塗料の価格がまた値上がりします
日本ペイントか日本ペイントから、またしても塗料の価格改定に関するお知らせが届きました。
今回の値上げ率は以下の通りです。
- 塗料全般:10〜20%
- シンナー類:10〜20%
私たち塗装業者にとっても、「またか…」という感情を拭いきれません。
とはいえ、物流費・原材料費・人件費の高騰といった背景を考慮すれば、メーカー側の判断も理解できなくはありません。

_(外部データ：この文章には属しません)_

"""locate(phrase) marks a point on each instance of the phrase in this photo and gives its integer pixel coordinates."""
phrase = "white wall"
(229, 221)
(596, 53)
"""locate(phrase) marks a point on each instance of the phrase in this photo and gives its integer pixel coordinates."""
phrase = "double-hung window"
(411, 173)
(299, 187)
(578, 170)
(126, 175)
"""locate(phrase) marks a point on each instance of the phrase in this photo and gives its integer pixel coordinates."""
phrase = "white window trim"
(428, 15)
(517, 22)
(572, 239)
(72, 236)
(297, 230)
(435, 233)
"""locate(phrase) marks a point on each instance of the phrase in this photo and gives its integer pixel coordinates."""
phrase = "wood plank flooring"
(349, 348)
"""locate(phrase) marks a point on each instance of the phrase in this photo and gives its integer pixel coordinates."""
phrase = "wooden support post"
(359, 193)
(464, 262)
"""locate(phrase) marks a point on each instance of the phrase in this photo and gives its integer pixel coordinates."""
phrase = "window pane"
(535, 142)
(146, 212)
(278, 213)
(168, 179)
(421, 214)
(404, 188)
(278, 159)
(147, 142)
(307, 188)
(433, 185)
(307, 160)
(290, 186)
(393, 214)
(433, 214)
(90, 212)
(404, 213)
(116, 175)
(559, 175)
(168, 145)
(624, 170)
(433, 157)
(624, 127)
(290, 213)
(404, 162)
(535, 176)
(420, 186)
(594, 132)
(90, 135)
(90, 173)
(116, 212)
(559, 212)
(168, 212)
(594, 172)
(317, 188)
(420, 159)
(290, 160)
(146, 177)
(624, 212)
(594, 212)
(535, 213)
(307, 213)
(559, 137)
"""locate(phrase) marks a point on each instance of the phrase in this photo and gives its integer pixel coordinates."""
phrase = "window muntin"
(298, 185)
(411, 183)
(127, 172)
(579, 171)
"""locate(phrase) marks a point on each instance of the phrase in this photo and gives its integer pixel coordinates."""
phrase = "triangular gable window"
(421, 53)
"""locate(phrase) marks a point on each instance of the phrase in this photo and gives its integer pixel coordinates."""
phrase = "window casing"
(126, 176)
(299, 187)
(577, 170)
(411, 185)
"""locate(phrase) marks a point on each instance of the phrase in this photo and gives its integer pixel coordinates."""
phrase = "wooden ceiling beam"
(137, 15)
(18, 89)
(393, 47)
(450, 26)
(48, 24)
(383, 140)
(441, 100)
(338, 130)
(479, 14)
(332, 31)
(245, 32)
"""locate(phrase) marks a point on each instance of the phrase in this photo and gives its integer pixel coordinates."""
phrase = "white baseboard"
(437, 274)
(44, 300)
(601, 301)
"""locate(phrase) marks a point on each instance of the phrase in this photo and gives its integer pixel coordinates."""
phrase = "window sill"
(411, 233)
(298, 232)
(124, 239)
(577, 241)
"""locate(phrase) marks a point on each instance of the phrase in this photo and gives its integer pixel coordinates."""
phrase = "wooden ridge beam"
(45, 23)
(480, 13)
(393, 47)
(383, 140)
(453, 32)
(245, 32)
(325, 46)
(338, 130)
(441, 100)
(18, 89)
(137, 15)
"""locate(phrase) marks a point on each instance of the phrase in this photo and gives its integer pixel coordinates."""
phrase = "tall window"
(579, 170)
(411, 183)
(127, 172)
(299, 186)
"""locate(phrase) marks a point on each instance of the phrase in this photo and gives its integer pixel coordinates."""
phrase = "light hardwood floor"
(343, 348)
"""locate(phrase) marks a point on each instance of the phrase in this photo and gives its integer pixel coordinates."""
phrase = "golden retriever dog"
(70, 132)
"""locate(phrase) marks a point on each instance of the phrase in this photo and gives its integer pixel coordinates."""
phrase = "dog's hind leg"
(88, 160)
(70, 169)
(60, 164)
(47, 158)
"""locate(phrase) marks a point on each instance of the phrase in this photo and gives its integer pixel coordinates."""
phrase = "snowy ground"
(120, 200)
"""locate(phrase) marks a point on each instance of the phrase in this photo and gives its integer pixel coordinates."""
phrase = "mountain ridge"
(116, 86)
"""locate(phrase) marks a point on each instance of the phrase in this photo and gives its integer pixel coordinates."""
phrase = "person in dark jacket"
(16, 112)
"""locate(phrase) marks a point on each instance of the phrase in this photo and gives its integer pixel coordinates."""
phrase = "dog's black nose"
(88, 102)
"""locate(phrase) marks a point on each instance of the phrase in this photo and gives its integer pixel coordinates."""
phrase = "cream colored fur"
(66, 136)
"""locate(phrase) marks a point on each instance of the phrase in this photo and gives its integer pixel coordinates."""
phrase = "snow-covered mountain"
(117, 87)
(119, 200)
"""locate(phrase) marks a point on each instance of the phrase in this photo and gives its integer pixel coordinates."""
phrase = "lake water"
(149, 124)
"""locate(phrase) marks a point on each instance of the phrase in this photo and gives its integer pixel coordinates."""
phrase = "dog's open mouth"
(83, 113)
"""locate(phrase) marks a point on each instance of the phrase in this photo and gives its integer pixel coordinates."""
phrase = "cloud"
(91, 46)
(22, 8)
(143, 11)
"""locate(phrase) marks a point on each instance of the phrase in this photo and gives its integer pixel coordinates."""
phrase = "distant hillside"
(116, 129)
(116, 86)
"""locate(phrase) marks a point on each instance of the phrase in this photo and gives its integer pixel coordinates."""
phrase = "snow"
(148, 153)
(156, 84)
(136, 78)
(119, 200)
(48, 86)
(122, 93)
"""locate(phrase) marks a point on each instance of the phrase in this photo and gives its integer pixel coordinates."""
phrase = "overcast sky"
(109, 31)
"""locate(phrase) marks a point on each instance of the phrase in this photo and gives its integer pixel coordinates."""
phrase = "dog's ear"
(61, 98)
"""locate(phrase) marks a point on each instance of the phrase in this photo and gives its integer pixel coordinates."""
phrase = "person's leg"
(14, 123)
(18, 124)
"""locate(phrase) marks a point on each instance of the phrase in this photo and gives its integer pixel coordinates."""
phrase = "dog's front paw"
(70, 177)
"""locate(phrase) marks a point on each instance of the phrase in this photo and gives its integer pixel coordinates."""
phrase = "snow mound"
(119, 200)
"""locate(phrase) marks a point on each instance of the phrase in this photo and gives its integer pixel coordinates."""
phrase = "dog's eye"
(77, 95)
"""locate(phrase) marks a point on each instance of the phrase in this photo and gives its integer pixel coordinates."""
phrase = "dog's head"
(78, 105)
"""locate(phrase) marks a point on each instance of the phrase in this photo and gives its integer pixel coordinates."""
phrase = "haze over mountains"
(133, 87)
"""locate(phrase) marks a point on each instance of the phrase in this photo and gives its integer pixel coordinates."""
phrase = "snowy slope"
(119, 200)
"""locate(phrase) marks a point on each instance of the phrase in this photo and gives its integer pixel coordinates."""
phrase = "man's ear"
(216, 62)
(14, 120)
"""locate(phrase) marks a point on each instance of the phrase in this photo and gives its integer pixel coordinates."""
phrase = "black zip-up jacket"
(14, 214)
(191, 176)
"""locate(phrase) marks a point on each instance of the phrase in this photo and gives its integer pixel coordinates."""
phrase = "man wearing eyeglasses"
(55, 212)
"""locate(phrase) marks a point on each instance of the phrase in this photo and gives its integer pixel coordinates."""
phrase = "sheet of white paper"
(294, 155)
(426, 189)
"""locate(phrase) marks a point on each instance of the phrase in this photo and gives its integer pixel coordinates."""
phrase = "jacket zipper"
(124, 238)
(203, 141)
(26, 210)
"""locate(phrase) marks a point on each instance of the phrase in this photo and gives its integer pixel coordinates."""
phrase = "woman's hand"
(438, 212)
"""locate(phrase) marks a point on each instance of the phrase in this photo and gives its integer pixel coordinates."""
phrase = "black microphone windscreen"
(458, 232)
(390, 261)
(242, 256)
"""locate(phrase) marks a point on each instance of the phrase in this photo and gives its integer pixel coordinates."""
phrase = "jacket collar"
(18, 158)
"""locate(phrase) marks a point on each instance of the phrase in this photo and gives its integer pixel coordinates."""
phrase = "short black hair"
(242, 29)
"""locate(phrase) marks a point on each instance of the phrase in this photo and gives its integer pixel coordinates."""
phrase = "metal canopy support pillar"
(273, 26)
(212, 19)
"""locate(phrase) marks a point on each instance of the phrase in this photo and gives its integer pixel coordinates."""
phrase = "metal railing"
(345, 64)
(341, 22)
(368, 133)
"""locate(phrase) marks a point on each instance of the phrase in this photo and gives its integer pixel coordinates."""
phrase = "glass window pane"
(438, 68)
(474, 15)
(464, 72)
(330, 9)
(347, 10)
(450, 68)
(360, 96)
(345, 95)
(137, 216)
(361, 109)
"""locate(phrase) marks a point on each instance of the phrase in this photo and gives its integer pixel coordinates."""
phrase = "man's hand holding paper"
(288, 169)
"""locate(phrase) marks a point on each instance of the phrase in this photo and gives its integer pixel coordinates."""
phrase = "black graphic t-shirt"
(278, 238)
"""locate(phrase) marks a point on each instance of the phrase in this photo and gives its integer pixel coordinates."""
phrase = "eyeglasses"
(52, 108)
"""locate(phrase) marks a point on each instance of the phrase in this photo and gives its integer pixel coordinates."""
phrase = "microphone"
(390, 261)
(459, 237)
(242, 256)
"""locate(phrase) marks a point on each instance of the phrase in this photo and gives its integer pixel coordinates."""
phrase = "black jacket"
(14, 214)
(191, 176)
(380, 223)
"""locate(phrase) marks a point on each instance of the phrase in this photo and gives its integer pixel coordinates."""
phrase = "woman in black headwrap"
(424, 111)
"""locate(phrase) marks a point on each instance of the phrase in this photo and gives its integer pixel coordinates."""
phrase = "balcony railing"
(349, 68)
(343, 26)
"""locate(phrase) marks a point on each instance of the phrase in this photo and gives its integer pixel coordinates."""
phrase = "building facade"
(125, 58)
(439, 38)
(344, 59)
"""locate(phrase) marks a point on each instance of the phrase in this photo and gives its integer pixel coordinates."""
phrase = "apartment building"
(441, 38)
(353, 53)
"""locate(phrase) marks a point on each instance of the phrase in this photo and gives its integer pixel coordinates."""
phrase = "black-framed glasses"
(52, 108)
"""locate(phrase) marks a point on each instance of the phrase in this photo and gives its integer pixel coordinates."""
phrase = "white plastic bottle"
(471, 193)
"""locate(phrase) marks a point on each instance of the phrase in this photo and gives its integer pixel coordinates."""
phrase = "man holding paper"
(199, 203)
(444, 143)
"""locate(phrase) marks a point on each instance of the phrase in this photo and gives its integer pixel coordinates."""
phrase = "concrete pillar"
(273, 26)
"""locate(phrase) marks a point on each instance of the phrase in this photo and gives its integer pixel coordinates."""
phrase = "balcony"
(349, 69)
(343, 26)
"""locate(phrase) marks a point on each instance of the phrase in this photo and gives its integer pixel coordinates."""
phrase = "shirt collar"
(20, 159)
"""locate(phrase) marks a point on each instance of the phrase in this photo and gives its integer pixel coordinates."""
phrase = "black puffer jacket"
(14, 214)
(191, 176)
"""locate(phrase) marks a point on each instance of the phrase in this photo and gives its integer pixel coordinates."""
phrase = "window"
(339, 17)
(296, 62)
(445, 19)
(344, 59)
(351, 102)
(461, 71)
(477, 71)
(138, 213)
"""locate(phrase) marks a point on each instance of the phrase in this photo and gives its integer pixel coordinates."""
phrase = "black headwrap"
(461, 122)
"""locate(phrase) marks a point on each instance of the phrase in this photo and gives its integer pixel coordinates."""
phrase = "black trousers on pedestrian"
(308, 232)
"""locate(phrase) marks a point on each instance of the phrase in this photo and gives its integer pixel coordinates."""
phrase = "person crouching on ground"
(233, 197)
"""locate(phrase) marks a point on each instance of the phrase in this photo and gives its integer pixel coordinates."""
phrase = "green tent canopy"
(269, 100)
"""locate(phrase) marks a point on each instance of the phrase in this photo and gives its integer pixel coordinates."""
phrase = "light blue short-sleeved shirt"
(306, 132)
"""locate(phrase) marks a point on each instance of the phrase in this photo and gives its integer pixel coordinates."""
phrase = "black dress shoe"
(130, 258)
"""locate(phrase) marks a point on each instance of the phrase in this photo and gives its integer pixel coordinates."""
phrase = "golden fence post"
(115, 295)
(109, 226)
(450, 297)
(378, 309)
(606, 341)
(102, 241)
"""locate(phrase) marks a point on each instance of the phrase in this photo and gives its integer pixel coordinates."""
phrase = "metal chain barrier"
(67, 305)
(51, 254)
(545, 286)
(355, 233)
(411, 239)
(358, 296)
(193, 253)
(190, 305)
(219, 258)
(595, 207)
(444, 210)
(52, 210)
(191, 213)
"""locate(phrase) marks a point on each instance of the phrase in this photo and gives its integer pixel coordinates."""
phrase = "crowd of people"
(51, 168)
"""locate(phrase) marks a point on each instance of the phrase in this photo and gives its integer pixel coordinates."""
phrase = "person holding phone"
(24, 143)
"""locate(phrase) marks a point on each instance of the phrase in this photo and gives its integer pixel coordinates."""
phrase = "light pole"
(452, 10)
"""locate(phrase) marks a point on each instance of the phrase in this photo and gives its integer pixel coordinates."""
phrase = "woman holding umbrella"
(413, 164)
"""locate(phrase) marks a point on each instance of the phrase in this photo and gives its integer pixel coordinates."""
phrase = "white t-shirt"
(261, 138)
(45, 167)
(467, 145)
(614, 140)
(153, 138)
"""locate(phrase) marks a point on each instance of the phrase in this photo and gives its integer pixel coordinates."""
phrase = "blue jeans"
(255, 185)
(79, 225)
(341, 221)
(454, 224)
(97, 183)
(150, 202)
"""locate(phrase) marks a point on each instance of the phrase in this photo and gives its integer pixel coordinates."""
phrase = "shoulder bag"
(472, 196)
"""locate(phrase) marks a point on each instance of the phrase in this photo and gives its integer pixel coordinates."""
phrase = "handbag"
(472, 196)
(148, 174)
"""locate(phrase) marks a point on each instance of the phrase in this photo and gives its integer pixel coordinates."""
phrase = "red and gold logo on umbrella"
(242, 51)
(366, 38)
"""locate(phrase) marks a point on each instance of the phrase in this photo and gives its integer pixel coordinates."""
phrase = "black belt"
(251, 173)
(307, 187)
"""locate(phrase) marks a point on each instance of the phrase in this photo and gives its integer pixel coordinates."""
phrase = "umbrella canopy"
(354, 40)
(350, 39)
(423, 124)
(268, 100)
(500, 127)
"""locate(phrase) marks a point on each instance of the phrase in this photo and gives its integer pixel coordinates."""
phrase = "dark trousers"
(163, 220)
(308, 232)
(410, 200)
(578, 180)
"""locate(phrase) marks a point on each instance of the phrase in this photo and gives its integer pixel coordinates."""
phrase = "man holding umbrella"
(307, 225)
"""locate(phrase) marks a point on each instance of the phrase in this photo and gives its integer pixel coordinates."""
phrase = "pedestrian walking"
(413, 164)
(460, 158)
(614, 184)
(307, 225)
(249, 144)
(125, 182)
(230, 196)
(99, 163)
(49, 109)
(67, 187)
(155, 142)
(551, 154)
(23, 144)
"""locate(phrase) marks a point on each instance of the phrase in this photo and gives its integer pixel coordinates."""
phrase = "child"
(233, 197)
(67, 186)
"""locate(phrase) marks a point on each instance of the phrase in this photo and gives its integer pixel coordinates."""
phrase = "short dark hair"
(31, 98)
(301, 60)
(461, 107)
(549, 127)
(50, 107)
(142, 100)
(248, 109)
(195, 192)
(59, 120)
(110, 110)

ただ問題は、私たち施工業者がメーカーとエンドユーザーの間に立つ立場であるということ。
値上げが進めば進むほど、お客様に対してどこまでコストを吸収し、どこからご説明すべきかという「板挟み状態」が加速していきます。

外壁塗装の価格と、見積もりの“見えにくい部分
外壁塗装業界は、資格がなくても参入できるため、特にWeb集客に強いIT系の新規業者が年々増加し、競争も激化しています。
最近では、フランチャイズ形式で急成長する企業や、それに加盟する従来の塗装店も見られます。
一括見積もりサイトを活用するケースも多く、そこで発生する「紹介手数料」や「見積情報料」が、実はお客様の見積書にこっそり転嫁されていることも珍しくありません。
そこへ今回の塗料の値上げです。
単に価格が上がるだけではなく、消費者にとっての選択肢も、より見極めが必要になっていると感じています。

「塗料の缶数量」記載の重要性
このような環境下だからこそ、私たちは「見積書の透明性」にこだわっています。
その中でも特に重視しているのが、「使用する塗料の缶数(数量)」の明記です。
実は、多くの業者がこの部分をあいまいにしており、「○○塗料を使用」とだけ書かれていることがほとんどです。
しかし実際には、どんなに高性能な塗料を選んでも、「量」が足りなければ意味がありません。
塗膜の厚さは、耐久性・美観・防水性に直結する重要なポイントです。

値上げが進む中で、誠実な施工を続けるために
塗料と一口に言っても、シリコン・フッ素・無機塗料のようなグレードの違いだけでなく、
1液・2液、水性・溶剤など、性能や施工方法に影響する要素が多数あります。
それでも、最終的に品質を左右するのは現場での使い方です。
- 実際に見積もりに書かれた塗料が使われているか
- 缶数が足りず、在庫塗料で代用されていないか
- 色の再現性はどうか
など、現場での対応によって品質は大きくブレてしまうのが事実です。
なぜ在庫塗料の使い回しが問題になるのか
塗装工事では、予定より塗料が余ったり足りなかったりするのは日常茶飯事です。
余った下塗り塗料などは、別の現場で再利用できることもありますが、仕上げ塗料は色が異なるため、使い回しが難しいのが実情です。
しかし中には、仕上げ塗料ですら現場調色や在庫で代用してしまう業者もいます。
これは、色の再現性の点でも、耐久性の点でも、お客様の意図を大きく損なうリスクがあります。
もちろんすべての業者がそうではありませんが、「見積書に記載された塗料」と「実際に使われた塗料」が一致しているかは、確認しておくべきポイントです。

お客様にとって安心な施工を提供し続けるために
塗料価格の高騰は、ここ数年で何度も繰り返されています。
今回のような値上げは、2021年9月や2022年5月にもあり、すでに限界を迎えている印象も否めません。
それでも弊社は、必要な塗料を必要な分だけ正しく使い、手間を惜しまず、品質第一の施工を続けてまいります。
お客様が選んだ塗料をしっかり使用し、その性能を最大限に活かすための努力を怠らない。
それが、値上げ時代でも信頼される塗装会社としての責任だと考えています。

価格以上に問われる「誠実さ」
塗装工事において、「高い塗料を使う=安心」ではありません。
重要なのは、正しい塗料を、正しい量で、正しい工程で使うことです。
だからこそ、弊社では「塗料の缶数明記」や「現場の透明性の確保」を通じて、お客様に信頼していただける施工を徹底しています。